Is there a way to represent $(2)$ as a continuous constraint? i.e., I don't want to use binary variables.

I can't do: \begin{align} X \leq A \\ X \leq B \end{align} Because the minimization of $X$ would give me $X = 0$, and \begin{align} X \geq A \\ X \geq B \end{align} would give me the max.
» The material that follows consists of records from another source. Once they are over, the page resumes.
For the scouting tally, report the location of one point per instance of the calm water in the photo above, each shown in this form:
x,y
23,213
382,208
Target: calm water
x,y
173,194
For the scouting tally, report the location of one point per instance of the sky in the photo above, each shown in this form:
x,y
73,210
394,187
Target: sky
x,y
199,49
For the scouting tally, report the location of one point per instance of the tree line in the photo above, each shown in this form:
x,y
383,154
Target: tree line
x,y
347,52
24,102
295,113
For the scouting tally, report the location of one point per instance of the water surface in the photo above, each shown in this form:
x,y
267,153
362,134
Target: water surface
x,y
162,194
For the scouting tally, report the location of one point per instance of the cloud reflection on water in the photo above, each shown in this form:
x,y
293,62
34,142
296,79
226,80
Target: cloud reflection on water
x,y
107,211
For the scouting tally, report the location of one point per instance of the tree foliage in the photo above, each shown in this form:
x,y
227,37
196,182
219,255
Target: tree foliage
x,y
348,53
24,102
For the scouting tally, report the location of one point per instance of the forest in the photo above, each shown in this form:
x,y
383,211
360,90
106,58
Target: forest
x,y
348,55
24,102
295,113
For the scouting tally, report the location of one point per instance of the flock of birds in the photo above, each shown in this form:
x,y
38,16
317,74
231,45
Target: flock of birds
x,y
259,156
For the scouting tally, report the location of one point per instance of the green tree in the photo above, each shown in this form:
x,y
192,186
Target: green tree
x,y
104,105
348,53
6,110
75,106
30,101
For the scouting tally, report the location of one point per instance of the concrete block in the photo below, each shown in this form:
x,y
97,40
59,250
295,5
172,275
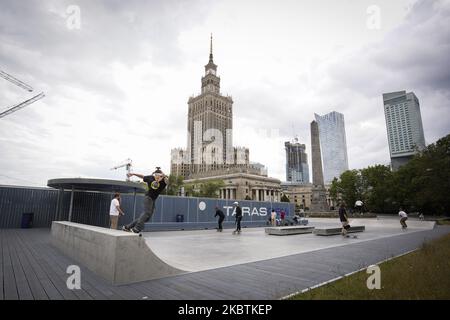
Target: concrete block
x,y
117,256
334,231
284,231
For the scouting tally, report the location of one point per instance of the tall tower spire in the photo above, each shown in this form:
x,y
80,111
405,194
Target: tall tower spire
x,y
210,50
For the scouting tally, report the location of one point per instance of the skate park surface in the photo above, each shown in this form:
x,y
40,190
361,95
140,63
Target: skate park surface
x,y
199,250
221,266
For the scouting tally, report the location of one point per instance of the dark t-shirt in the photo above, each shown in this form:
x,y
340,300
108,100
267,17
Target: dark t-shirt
x,y
238,212
154,187
342,213
219,213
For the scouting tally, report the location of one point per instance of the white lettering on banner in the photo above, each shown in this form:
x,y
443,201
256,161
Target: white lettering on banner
x,y
263,211
247,211
228,209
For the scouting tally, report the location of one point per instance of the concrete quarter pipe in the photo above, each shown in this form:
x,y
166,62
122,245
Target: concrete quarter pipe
x,y
117,256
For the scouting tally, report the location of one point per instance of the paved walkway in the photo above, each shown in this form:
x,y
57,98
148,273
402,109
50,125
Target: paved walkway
x,y
30,268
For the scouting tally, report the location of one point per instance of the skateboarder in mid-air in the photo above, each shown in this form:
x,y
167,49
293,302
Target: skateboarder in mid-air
x,y
344,219
403,218
238,218
156,182
221,218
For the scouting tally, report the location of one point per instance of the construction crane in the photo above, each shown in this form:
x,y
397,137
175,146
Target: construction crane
x,y
21,105
127,163
23,85
16,81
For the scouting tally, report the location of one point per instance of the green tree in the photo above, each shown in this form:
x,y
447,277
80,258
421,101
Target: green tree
x,y
423,183
174,185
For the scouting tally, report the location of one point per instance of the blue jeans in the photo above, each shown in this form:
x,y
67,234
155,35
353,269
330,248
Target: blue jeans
x,y
149,209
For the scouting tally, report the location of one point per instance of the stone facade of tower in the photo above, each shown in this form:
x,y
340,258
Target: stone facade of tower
x,y
319,198
210,150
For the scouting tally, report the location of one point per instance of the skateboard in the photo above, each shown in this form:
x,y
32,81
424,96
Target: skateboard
x,y
127,230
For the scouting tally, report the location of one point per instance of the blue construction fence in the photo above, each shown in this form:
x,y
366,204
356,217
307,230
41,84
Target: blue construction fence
x,y
44,205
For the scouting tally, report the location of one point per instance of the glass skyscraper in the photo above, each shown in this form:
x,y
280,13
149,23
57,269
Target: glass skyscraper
x,y
333,145
404,126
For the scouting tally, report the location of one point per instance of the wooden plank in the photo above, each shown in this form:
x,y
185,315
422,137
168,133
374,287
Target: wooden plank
x,y
155,289
94,285
37,291
59,276
57,279
50,290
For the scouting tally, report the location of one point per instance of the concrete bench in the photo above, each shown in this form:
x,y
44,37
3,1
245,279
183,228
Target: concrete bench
x,y
334,231
119,257
285,231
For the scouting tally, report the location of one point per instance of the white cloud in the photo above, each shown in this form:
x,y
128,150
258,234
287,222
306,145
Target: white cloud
x,y
118,87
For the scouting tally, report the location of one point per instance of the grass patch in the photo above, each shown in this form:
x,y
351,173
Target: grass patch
x,y
423,274
443,222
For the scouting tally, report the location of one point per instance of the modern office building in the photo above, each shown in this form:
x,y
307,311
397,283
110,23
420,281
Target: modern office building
x,y
333,145
403,125
297,169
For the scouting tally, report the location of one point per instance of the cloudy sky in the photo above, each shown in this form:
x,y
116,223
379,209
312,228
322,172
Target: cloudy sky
x,y
117,86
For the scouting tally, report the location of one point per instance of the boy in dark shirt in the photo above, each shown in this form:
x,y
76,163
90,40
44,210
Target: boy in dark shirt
x,y
344,219
156,184
221,218
238,218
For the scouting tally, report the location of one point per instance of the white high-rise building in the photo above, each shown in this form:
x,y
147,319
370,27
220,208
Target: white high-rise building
x,y
404,126
333,145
  • $\begingroup$ Perhaps you can clearly and explicitly write out a complete optimization problem specification. In particular, show is explicitly what A and B are. $\endgroup$ Commented Nov 15, 2021 at 20:04
  • 2
    $\begingroup$ This is non-convex, so this can not be reformulated as a single LP. $\endgroup$ Commented Nov 15, 2021 at 21:32

1 Answer 1


As far as i know you will have to

  • resort to a bi-level optimzation problem: $\min_{A,B} x $ subject to ($\max_x$ subject to $x\leq A$ $x \leq B$)
  • solve a series of non linear problems where you approximate the $\max$ term by something non-linear (a soft max) and let that converge against $\max$
  • be fine with an $\frac{1}{m}$ error and turn it into an Mixed Integer problem $A \leq X + \frac{1}{m}(B_A) + m(1-B_A)$ where $B_A$ is a boolean and $\sum_i B_i \geq 1$
  • solve the pareto frontier of minimzing both $A$ and $B$ and pick your winner from the pareto front
  • solve a series of feasibility problem without optimization criteria where you say $X=0.033$, $A\leq X$, $B \leq X$ and tweak the X value until you are satisfied, rejecting unfeasible points. Note this approach need special attention if things are non-convex.
  • If you know that $A=B$ leaves a feasible (hopefully) convex subspace at the end of which is the minima of your problem $\min A$ subject to $A=B$ solves your problem. If you are not that sure because of bounded discontinuities relax that equality into $A - \varepsilon \leq B \leq A + \varepsilon$ optimize for A and the reverse optimize for B and pick the better one. The choice of $\varepsilon$ must be derived from your problem.

Or most simple:

  • Minimize $A$, Minimize $B$ and pick the winner comparing the minimas. Provided that makes sense for your usecase.

Depending on the nature of $A,B$ and other constraints different approaches might be appropriate.